Australian artist Angelica Mesiti uses film to examine ways citizens can assemble and communicate against the backdrop of fragile democracy.
And American Martin Puryeare explores liberty through a series of clear, declarative sculptures and installations that are a rebuke against racism and testosterone-driven power.
Beyond the Biennale, Marina Abramovic asks whether empathy created in a virtual reality experience can motivate action against climate change.
The French pavilion also emits vapour, meant to create a dreamlike environment for the journey proposed by 41-year-old artist Laure Prouvost, only the third woman to represent France at the Biennale.
Hers is an immersive experience of film, performance and installations featuring, among other details, two living white seabirds pecking along a neglected seaside where Murano glass shoes representing humanity's castoffs lie alongside colourful sea life, representing the artist's concern about climate change and ecology, according to curator Martha Kirszenbaum.
Mist is put to effective use inside the Indian Pavilion, which is a thematic tribute to Mahatma Gandhi, marking the 150th anniversary of his birth.

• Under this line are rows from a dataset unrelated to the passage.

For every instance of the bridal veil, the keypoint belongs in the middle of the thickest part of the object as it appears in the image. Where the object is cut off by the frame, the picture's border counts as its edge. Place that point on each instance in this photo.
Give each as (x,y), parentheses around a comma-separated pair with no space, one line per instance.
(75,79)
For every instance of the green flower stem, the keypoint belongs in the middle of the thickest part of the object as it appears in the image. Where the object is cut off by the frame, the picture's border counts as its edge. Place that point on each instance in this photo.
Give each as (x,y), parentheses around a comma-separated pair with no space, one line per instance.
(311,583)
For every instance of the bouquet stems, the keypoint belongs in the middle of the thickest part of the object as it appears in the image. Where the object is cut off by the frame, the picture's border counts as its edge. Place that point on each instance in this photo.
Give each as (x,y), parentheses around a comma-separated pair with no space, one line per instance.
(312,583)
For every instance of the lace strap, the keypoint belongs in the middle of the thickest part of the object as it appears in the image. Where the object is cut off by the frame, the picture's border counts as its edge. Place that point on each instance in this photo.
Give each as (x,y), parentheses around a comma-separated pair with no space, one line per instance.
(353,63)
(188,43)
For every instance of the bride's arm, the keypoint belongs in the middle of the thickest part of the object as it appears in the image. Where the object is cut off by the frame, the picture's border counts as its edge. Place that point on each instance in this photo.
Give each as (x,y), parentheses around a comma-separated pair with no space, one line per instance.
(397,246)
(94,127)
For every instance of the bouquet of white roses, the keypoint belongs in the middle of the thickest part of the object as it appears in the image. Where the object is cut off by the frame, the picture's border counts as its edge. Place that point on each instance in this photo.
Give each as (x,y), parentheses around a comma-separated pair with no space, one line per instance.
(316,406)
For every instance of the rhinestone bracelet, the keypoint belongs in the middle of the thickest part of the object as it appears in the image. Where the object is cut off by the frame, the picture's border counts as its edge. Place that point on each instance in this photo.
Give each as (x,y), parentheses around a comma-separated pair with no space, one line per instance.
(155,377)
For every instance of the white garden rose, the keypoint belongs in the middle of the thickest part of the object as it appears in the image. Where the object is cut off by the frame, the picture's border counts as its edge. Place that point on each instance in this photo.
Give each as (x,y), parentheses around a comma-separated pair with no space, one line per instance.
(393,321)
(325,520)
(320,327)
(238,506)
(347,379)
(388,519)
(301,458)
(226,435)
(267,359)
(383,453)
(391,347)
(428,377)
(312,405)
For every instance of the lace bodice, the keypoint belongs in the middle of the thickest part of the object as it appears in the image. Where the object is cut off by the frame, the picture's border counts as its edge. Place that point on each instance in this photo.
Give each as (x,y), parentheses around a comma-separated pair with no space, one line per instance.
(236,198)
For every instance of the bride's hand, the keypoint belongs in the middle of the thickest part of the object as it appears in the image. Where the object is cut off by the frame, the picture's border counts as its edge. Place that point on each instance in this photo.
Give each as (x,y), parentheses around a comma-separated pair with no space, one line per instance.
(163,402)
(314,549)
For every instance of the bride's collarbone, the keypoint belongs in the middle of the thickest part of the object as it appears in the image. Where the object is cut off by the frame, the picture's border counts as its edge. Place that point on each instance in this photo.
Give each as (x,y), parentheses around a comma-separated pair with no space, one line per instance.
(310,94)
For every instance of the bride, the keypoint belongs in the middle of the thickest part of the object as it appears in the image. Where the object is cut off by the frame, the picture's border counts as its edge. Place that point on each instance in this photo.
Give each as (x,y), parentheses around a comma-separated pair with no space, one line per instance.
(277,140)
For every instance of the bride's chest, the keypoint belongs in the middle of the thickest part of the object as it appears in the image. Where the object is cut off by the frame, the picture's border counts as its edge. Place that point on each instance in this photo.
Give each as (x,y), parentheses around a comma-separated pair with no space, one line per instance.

Artist Jitish Kallat projects a 1939 letter written by Gandhi to Adolf Hitler, appealing to him to prevent war and addressing him as "friend." The audience can not only read the letter but walk through the projection and be literally illuminated by its message.
Kallat said the "Dear friend" salutation projects Gandhi's message across time "and asks the reader to rethink what they... can do to save the world from going to a savage state."
Ghana also is making its Biennale debut, one of only six African nations participating.
The pavilion was designed by architect David Adjaye as a series of interconnected units that form a whole, recalling West African dwellings, while the late Okwui Enwezor, the 2015 Biennale curator who died in March, served as an adviser.
It features all newly commissioned works, from sculpture to film and photography, which will travel to Ghana after the Biennale for show.
"Things like this, I guess, is a form of self-politics. It is a way of representing your culture in a way other than political and economic," said curator Nana Oforiatta Ayim.
"We have so many pluralistic expressions, so many ways of being in Ghana, but often so often in the outside world, you just get one, and very often it is negative. This is very much how we represent ourselves to the world in all our plurality, in all our diversity, in all our different layers."